The Liquid Biopsy System in action

Underpinned by its unique site-of-disease sampling capability, we are working with world-leading scientists and clinicians to better map the local biochemical process of CAD and how they vary between individuals and clinical and demographic sub-groups.

 

Our endotyping platform is powered by holistic, multi-omic patient and disease databases. This in-vivo disease classification will enable the identification of new disease-specific drug targets and pave the way for a new era of precision medicine for millions of patients with CAD.  

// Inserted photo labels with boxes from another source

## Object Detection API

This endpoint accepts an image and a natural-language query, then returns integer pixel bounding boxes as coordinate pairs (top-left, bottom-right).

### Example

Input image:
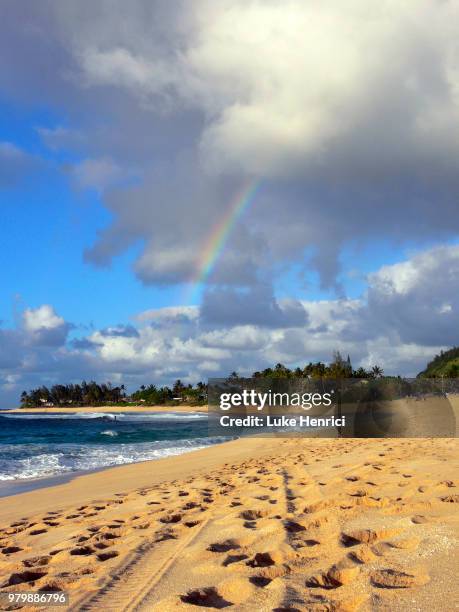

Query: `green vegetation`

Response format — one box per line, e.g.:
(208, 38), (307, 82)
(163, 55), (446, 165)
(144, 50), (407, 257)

(252, 351), (384, 379)
(418, 346), (459, 378)
(21, 349), (384, 408)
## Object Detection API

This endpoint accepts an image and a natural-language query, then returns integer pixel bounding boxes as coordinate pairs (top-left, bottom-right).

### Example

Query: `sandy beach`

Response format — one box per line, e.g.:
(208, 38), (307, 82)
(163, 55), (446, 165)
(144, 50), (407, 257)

(0, 438), (459, 612)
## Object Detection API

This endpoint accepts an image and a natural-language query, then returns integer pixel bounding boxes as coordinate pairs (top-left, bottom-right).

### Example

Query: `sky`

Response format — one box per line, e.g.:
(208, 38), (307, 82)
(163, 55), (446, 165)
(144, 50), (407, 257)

(0, 0), (459, 407)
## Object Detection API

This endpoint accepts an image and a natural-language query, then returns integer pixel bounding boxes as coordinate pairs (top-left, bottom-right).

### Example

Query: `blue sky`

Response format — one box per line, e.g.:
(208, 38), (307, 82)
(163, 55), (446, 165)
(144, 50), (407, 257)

(0, 0), (459, 412)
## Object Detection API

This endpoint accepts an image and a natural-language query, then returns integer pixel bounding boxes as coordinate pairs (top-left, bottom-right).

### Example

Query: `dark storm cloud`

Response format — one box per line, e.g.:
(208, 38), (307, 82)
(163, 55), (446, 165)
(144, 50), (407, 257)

(0, 0), (459, 292)
(201, 285), (308, 327)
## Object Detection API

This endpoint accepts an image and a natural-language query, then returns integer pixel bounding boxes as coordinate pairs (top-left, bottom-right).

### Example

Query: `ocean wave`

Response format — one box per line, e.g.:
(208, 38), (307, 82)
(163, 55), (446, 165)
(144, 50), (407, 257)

(0, 438), (229, 481)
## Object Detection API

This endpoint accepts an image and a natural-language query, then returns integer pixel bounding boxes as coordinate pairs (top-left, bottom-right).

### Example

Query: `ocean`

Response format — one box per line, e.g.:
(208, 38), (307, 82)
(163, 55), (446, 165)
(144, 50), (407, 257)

(0, 412), (227, 482)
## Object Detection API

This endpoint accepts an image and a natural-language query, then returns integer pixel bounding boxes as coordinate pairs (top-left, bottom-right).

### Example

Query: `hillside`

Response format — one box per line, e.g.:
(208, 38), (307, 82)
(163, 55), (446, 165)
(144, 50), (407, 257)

(418, 347), (459, 378)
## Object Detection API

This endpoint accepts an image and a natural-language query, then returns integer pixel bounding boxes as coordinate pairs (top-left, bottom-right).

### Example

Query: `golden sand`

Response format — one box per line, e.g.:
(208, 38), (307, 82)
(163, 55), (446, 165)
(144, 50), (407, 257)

(0, 438), (459, 612)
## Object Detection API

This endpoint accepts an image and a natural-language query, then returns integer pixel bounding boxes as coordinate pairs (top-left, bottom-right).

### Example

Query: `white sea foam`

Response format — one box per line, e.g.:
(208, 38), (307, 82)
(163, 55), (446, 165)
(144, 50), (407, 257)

(0, 438), (228, 481)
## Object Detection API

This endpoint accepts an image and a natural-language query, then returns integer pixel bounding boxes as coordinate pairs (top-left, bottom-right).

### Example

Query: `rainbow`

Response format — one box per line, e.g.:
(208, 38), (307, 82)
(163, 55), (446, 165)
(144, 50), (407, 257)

(185, 178), (261, 299)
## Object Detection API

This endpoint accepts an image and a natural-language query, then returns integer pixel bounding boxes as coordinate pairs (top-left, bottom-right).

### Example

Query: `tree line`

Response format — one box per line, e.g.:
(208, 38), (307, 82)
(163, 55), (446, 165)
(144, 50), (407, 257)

Endotyping CAD to accelerate a precision medicine approach

The LBS has two components: the Liquid Biopsy Catheter (LBC) and the Blood Collection Module (BCM). The LBC is deployed within the coronary artery where, with the retraction of the outer sheath, it releases mixing baffles that disrupt the biomolecule-rich boundary layer gently facilitating the homogenisation and collection of biomarkers released at sites of disease. Using vacuum pressure, the LBC draws these blood samples into the BCM, which consists of removable tubes that allow storage for subsequent analysis.

The PlaqueTec Liquid Biopsy System™ (LBS™) is a specialised catheter that quickly and reliably collects blood samples containing biomolecules localising at or being released by coronary plaque.  

The Liquid Biopsy System

Trans-plaque blood sampling

The LBS enables collection of samples at multiple sites along the length of a target coronary artery, with the upstream sample acting as the reference, so trans-plaque gradients between samples can be assessed.

Biomarker identification

This gradient approach addresses the inherent issue of variability between individuals when sampling blood and identifies which of the many putative biomarkers are locally elevated at the most critical site of disease.